Have you found that filmmakers are open to being “corrected” when it comes to historical events and figures? Or is this a negotiated process?
So if they’ve brought you in from the very beginning, then you’re there because they are open to having your feedback. And generally with the ones I’ve been on they’ll send you a document—it’s a storyboard and it’s scripts—and you return it with notes. So you fact check.
But you also have a broader interpretive thing going on in these productions. And so a lot depends on what vision the production has for its film and for its history. For instance, Guillermo del Toro is very historically oriented and very politically oriented, but he’s also done some fantastically creative things, too, so it’s a collaboration. I’ve found people to be quite open, but sometimes there are things that they want to do because visually they work on screen and that means they’re going to take a little creative license at times.

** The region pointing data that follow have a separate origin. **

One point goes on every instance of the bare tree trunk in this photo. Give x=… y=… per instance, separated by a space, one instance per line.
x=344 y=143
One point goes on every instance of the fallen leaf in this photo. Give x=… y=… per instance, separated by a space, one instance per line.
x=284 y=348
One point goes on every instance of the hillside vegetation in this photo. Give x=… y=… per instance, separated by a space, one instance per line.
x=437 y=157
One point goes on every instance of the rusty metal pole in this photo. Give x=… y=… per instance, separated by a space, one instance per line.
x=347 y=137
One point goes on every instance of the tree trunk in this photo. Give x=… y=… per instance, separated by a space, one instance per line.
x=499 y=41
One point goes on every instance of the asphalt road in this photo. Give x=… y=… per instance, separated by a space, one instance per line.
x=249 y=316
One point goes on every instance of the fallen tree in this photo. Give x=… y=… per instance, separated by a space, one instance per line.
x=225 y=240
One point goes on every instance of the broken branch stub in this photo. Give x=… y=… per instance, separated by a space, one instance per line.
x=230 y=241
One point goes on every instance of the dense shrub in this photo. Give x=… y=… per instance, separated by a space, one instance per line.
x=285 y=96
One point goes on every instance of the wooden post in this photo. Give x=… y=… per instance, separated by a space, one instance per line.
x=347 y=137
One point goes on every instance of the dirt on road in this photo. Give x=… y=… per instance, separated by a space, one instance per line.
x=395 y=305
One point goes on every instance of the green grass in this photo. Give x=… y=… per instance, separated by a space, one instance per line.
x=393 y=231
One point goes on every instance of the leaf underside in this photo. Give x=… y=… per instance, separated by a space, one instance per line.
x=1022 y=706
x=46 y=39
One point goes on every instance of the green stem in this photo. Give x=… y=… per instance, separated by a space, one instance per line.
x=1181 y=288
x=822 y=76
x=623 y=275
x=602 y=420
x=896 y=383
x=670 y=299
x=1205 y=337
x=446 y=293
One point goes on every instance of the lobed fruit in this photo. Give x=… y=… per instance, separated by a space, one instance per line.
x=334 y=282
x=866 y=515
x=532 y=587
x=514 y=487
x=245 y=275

Films are much more limited than books in terms of the time they are afforded to convey history, so considerations of what to include and what to exclude are significant. Are there any common threads that filmmakers seek to amplify?
I think with the productions I’ve been part of, which have all been in the last five years, there’s a real interest in investigating why demagogues have an appeal, how mass violence can occur, and the effect of these fascist ideas on people—and particularly on collaborators, such as in both Jojo Rabbit and Pinocchio. The fascism is mainly presented in Pinocchio through the podestà. He’s like a mayor and the ultimate authority in the town.
In Fascist Italy and Nazi Germany, there were those who were called little Hitlers and little Mussolinis. They imitate the leader and are the ones to enforce fascism at the local level, and on a daily basis. So I’ve found an interest among filmmakers in showing how fascism gets replicated through little fascists and how people’s daily lives are affected. You have the dramatic effect of the violence, which Jojo Rabbit shows very well, along with the relationships in that film—the hiding of the Jewish girl and that kind of relationship. So those questions of power and collaboration and resistance are, for what seem to be good reasons given our world today, very compelling to filmmakers right now.
Do you have a favorite “true to history” film?
The Battle of Algiers, made in the early sixties by Gillo Pontecorvo, is about the French struggle to repress anti-colonial actions for the liberation of Algeria. It’s a realist film and has incredible dramatic tension. They did extensive research on the military’s psychological and other warfare, and they demonstrate that on screen. And then they did extensive research as to how the resistance cells operated. It’s very intense. The music—everything. It’s a masterpiece. It’s deeply researched, so in that sense, it’s fairly true to history.
Has working on films changed how you approach your own academic writing?
Not so much my academic writing, but my teaching for sure. I teach cinema, I teach war, and I teach fascism. When you’re in a project from the beginning as a consultant, you see that there’s a narrative arc and a dramatic tension that the production wants to be sustained to keep the viewer in. So you really learn more about how films are constructed, and I’m able to take that into the classroom. It’s a nice synergy between learning about things, from what I know from my own research and writing about film, and seeing how it’s put together. So ideally, when you’re a faculty member, your research and any other activities you do all inform your teaching. And that’s the case here.